Klingvall, E. 1 , Tutunjian, D. 1 , Heinat, F. 2 & Wiklund, A. 1
1 Lund University
2 Linnaeus University
Swedish relative clause (RC) extractions are allegedly acceptable despite a universal constraint on NP extraction (Erteschik-Shir, 1973). In two eye-tracking experiments, we investigated the processing of RC extractions in Swedish by manipulating the plausibility of NP fillers relative to RC predicates. A similar study on English RCs (Traxler & Pickering, 1996) found plausibility effects in English for non-island but not island conditions, indicating a lack of integration in islands.
Experiment 1 tested for plausibility effects in extractions from RCs (alleged non-islands), that-clauses (non-islands), and non-restrictive RCs (islands; Engdahl, 1997). We expected that only the first two would show sensitivity to plausibility. Surprisingly, we found effects, and thus integration for all three structures.

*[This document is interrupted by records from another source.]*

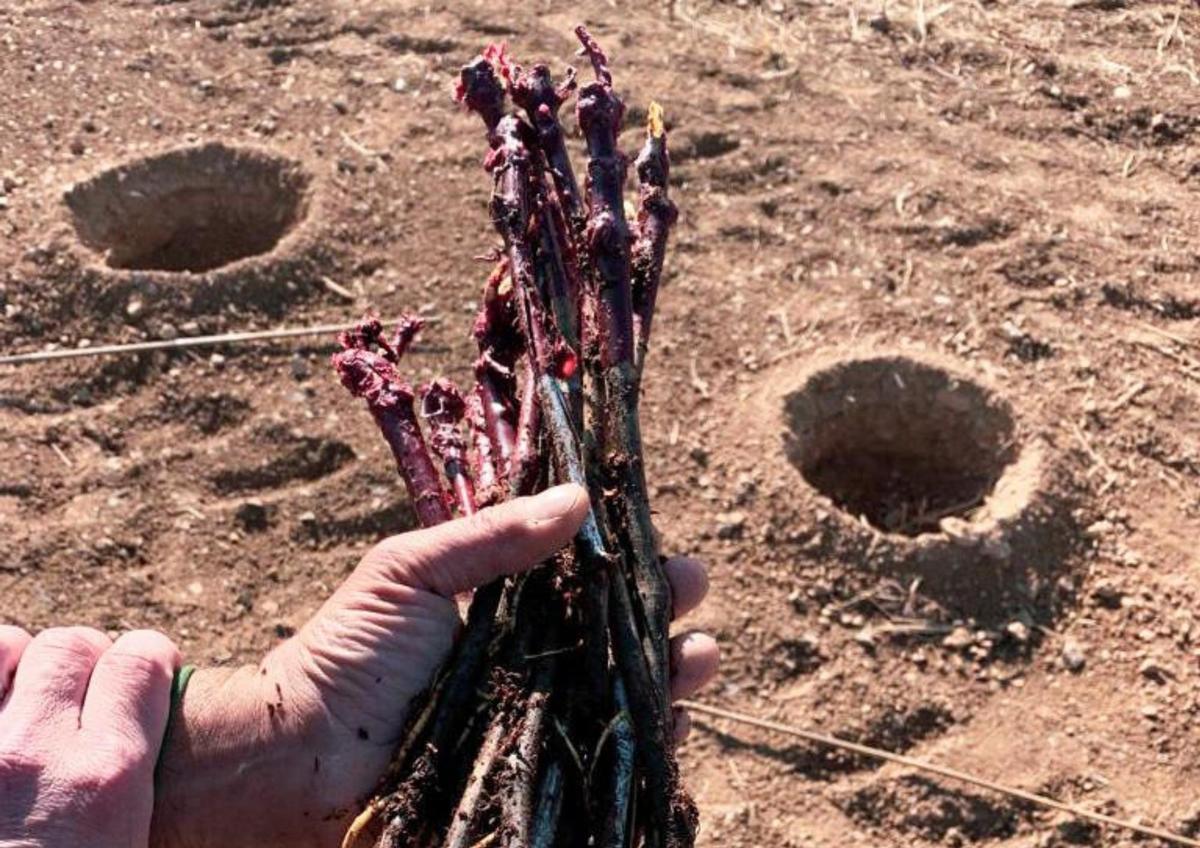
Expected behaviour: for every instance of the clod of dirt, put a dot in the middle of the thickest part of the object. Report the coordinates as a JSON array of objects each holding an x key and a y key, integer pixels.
[
  {"x": 192, "y": 210},
  {"x": 905, "y": 445}
]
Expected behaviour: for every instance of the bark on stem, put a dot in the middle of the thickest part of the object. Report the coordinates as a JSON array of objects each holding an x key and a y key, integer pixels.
[
  {"x": 527, "y": 458},
  {"x": 468, "y": 806},
  {"x": 655, "y": 216},
  {"x": 408, "y": 807},
  {"x": 618, "y": 823},
  {"x": 443, "y": 407},
  {"x": 550, "y": 807},
  {"x": 600, "y": 114},
  {"x": 371, "y": 377},
  {"x": 534, "y": 91}
]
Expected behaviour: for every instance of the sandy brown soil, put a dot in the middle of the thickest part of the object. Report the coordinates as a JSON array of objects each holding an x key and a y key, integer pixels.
[{"x": 1007, "y": 188}]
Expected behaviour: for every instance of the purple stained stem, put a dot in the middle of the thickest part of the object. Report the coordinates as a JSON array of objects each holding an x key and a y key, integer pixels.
[
  {"x": 443, "y": 407},
  {"x": 527, "y": 462},
  {"x": 534, "y": 91},
  {"x": 600, "y": 113},
  {"x": 372, "y": 377},
  {"x": 487, "y": 480},
  {"x": 498, "y": 415},
  {"x": 599, "y": 59},
  {"x": 480, "y": 90},
  {"x": 511, "y": 211},
  {"x": 655, "y": 216}
]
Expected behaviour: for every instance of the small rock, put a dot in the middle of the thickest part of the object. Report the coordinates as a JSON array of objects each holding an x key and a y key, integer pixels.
[
  {"x": 1152, "y": 669},
  {"x": 1073, "y": 657},
  {"x": 1108, "y": 595},
  {"x": 865, "y": 637},
  {"x": 1019, "y": 631},
  {"x": 299, "y": 367},
  {"x": 958, "y": 638},
  {"x": 730, "y": 524}
]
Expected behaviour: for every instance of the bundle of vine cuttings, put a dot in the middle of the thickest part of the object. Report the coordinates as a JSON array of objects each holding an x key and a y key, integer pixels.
[{"x": 551, "y": 722}]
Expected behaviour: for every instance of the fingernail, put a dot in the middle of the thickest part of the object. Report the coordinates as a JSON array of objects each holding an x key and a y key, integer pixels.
[{"x": 555, "y": 503}]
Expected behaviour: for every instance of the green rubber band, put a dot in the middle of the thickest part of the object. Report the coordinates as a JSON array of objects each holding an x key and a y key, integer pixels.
[{"x": 178, "y": 686}]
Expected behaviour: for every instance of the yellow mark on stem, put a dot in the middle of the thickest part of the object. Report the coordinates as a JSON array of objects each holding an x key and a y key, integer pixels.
[{"x": 654, "y": 120}]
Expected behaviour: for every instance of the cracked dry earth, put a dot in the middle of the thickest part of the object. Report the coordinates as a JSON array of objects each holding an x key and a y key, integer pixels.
[{"x": 1008, "y": 191}]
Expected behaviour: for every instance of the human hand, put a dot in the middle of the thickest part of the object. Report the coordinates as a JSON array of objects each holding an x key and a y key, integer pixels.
[
  {"x": 315, "y": 726},
  {"x": 82, "y": 720}
]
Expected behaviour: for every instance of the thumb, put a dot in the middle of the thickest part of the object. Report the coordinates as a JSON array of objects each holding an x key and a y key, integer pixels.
[{"x": 467, "y": 553}]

Experiment 2 tested for plausibility effects in RCs embedded in subjects (islands) vs. objects (non-islands). The RC verbs (optionally transitive) provided a potential gap and were hypothesized to allow for integration in the object condition only. A following clause provided the real gap. Again, we found plausibility effects for both conditions at the RC verb, suggesting integration. Our study calls into question the correspondence between acceptability- and processing-based metrics of Swedish islandhood and raises the possibility of cross-linguistic variation with regard to the processing of island violations.